Anzi, se confrontato con l’attuale sistema bancario – che resta, nel complesso, il più efficiente, meno volatile e meno costoso per l’economia reale – Bitcoin non è ancora in grado di offrire lo stesso livello di stabilità, scalabilità e adozione. Le banche centrali e le banche commerciali svolgono un ruolo fondamentale nell’equilibrio economico e nella crescita dei Paesi, dosando politiche monetarie, allocazione del credito, gestione dei rischi e incentivi alla produttività.
Tuttavia, ignorare l’innovazione strutturale rappresentata da Bitcoin – e da altri strumenti che propongono modelli alternativi di gestione e conservazione del valore – sarebbe miope. Bitcoin si sta delineando come un asset di resilienza, una sorta di "polizza di assicurazione" contro un possibile rischio sistemico. Un rischio che, va detto, non si è ancora mai concretizzato, ma che nel mondo iper-connesso e finanziariamente complesso in cui viviamo, non può essere escluso a priori.

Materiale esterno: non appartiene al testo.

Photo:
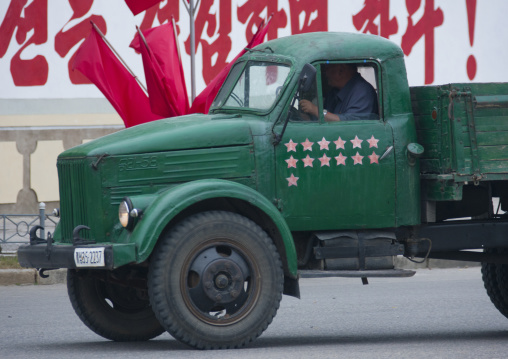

In conclusione, non si tratta di scegliere tra "vecchio" e "nuovo", tra sistema fiat e mondo cripto. Si tratta piuttosto di capire davvero la natura del denaro e di riconoscere che la diversificazione degli strumenti, anche in ottica sistemica, è un’opportunità strategica, non solo per l’investitore, ma anche per il cittadino consapevole. Bitcoin non è (ancora) la nuova moneta globale, ma è sicuramente una nuova variabile da conoscere, comprendere e, con attenzione, integrare nella propria visione economica del futuro.